Error in PARDISO ( numerical_factorization) error_num= -987

Error in PARDISO ( numerical_factorization) error_num= -987

Hello,

I try to solve a sparse system with pardiso, using the evaluation version of the Beta of the MKL
on Windows 7, 64.

As I have to enable out-of-core if necessary I initialize the parameters as follows:

m_piparm[0] = 1; // No solver default
m_piparm[1] = 2;
m_piparm[9] = 0;
m_piparm[17] = -1;
m_piparm[20] = 1;
m_piparm[26] = 1;
m_piparm[59] = 1; // out off core if necessary

Here is the trace of the pardiso run. Any help is appreciated, and if necessary
I could dump the sparse symmetric matrix in a file and make it available.

Best regards,

Andreas Fabri

=== PARDISO is running in Out-Of-Core mode, because iparam(60)=1 and there is no
t enough RAM for In-Core ===

================ PARDISO: solving a symm. posit. def. system ================

Summary PARDISO: ( reorder to reorder )
================

Times:
======
Time fulladj: 1.618750 s
Time reorder: 48.901887 s
Time symbfct: 6.202610 s
Time malloc : 1.084790 s
Time total : 85.589953 s total - sum: 27.781916 s

Statistics:
===========
< Parallel Direct Factorization with #processors: > 1
< Numerical Factorization with Level-3 BLAS performance >

< Linear system Ax = b>
#equations: 2797565
#non-zeros in A: 23286826
non-zeros in A (): 0.000298

#right-hand sides: 1

< Factors L and U >
#columns for each panel: 128
#independent subgraphs: 0
< Preprocessing with state of the art partitioning metis>
#supernodes: 1300322
size of largest supernode: 3421
number of nonzeros in L 604905508
number of nonzeros in U 1
number of nonzeros in L+U 604905509
Percentage of computed non-zeros for LL^T factorization
0 %
1 %
.
.
44 %
Fseek failed
*** Error in PARDISO ( numerical_factorization) error_num= -987
PARDISO Internationalization error! Message -987 is unknown

================ PARDISO: solving a symm. posit. def. system ================

Summary PARDISO: ( factorize to factorize )
================

Times:
======
Time A to LU: 0.000000 s
Factorization: Time for writing to files : 0.000000
Factorization: Time for reading from files : 0.000000
Time numfct : 0.000000 s
Time malloc : 0.053992 s
Time total : 105.836084 s total - sum: 105.782091 s

Statistics:
===========
< Parallel Direct Factorization with #processors: > 1
< Numerical Factorization with Level-3 BLAS performance >

< Linear system Ax = b>
#equations: 2797565
#non-zeros in A: 23286826
non-zeros in A (): 0.000298

#right-hand sides: 1

< Factors L and U >
#columns for each panel: 128
#independent subgraphs: 0
< Preprocessing with state of the art partitioning metis>
#supernodes: 1300322
size of largest supernode: 3421
number of nonzeros in L 604905508
number of nonzeros in U 1
number of nonzeros in L+U 604905509
gflop for the numerical factorization: 886.436031

The error code is : -4

25 posts / 0 new
Last post
For more complete information about compiler optimizations, see our Optimization Notice.
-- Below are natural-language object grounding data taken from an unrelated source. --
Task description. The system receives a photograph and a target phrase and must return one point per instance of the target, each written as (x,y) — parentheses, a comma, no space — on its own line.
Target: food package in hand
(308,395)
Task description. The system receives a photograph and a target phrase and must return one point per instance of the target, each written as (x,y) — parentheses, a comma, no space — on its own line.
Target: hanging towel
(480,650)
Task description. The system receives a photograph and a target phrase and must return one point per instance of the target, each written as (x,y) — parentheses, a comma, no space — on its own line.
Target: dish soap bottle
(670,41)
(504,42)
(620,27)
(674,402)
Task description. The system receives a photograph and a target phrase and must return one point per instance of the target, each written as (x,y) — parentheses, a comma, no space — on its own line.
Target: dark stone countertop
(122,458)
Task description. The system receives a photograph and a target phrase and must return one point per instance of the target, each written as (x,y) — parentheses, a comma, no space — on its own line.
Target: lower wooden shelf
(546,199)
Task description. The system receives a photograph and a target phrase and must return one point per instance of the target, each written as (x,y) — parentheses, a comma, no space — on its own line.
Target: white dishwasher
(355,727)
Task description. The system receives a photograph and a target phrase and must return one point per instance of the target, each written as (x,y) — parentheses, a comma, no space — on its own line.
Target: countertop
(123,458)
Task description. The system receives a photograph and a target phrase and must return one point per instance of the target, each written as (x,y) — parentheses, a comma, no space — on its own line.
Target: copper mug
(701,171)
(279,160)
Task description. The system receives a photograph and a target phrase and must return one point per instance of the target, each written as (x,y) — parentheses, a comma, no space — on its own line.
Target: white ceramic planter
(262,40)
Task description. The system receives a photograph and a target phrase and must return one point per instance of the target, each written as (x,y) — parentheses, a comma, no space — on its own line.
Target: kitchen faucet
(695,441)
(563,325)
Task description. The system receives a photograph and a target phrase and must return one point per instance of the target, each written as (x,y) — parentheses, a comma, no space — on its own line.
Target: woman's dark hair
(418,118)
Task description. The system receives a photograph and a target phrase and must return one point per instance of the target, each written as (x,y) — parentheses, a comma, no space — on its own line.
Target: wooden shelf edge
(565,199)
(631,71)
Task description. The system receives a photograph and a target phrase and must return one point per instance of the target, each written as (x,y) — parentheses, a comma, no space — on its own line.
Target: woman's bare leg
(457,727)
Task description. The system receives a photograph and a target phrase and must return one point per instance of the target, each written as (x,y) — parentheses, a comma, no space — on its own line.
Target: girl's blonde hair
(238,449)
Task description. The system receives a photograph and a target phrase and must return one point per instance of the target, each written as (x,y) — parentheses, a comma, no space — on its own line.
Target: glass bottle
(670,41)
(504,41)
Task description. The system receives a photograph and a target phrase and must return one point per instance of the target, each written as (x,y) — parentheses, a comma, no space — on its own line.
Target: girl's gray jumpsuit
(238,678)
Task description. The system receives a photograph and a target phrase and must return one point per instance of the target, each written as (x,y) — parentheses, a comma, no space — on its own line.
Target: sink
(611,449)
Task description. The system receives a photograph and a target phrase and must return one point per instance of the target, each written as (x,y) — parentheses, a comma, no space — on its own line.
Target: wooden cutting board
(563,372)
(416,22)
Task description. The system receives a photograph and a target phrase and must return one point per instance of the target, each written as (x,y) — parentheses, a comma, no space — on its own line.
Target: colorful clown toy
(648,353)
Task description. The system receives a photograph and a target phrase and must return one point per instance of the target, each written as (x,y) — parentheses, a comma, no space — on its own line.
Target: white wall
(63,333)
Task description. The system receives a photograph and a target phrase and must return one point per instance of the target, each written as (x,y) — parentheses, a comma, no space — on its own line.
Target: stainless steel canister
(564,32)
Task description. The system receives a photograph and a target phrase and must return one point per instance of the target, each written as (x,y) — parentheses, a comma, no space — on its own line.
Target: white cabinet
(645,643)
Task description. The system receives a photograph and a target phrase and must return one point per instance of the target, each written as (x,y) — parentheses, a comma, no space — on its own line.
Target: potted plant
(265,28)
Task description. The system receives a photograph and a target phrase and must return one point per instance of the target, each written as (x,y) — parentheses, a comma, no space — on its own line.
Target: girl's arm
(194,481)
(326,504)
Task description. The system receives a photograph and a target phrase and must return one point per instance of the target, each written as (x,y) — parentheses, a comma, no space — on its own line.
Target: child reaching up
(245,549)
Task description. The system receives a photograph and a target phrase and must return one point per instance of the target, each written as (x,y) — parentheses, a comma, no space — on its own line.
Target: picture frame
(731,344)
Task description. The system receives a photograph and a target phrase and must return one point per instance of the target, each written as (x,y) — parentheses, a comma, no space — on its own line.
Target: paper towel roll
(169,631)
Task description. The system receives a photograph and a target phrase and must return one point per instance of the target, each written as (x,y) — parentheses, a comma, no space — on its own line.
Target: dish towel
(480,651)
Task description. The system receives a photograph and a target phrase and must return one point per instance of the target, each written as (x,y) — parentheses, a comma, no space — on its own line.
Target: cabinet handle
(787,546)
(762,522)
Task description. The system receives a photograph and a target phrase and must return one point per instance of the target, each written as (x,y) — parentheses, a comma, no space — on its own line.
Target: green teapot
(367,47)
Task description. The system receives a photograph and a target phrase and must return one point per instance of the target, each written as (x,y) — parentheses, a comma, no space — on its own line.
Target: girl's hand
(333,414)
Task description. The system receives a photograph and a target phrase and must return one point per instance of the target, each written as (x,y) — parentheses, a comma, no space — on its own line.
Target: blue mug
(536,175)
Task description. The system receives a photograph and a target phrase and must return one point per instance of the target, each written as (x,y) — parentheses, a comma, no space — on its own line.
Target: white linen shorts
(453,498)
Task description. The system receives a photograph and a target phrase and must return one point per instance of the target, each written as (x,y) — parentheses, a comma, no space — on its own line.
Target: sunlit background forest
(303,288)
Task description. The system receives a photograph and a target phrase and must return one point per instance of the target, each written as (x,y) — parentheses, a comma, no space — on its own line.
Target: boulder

This is just a guess -- I have no experience with huge matrices--:

An out-of-core solver needs to write and read large temporary files, so the 'fseek error' suggests that you look at the possibility that the program ran out of disk space while processing the temporary files.

Hi,
This problem could occur when during LL^T decomposition zero or negative diagonalelement appeared. Try to change mtype =2 on mtype = -2, probably it could resolve the problem.With best regards,Alexander Kalinkin

Switching to mtype=-2 did not help. Here is the output.
As you are from Intel. the error_num -987 should help
you to help me, shouldn't it?

best regards,

andreas

The file .\pardiso_ooc.cfg was not opened

=== PARDISO is running in Out-Of-Core mode, because iparam(60)=1 and there is no
t enough RAM for In-Core ===

================ PARDISO: solving a symmetric indef. system ================

Summary PARDISO: ( reorder to reorder )
================

Times:
======
Time fulladj: 1.662469 s
Time reorder: 49.211687 s
Time symbfct: 6.262312 s
Time malloc : 1.055497 s
Time total : 86.830331 s total - sum: 28.638366 s

Statistics:
===========
< Parallel Direct Factorization with #processors: > 1
< Numerical Factorization with Level-3 BLAS performance >

< Linear system Ax = b>
#equations: 2796570
#non-zeros in A: 23279108
non-zeros in A (): 0.000298

#right-hand sides: 1

< Factors L and U >
#columns for each panel: 128
#independent subgraphs: 0
< Preprocessing with state of the art partitioning metis>
#supernodes: 1300079
size of largest supernode: 3576
number of nonzeros in L 588215272
number of nonzeros in U 1
number of nonzeros in L+U 588215273
Percentage of computed non-zeros for LL^T factorization

Hi Andreas
The error=-987 is internal error that couldn't appeared in normal situation. Could you check your matrix by setting iparm(27) = 1 in Fortran (iparm[26] in C) and size of free memory on hard disk (you must have around 8Gb free space on HDD). If everything is correct could you send testcase (example with matrix that chrashed) to investigate problem?With best regards,Alexander Kalinkin

Andreas, how about free space availble on your system?nnz is ~ 588215272 will require ~ 5 Gb memory available--Gennady

Hello,

I have 83 GB available, so disk space should not be the problem.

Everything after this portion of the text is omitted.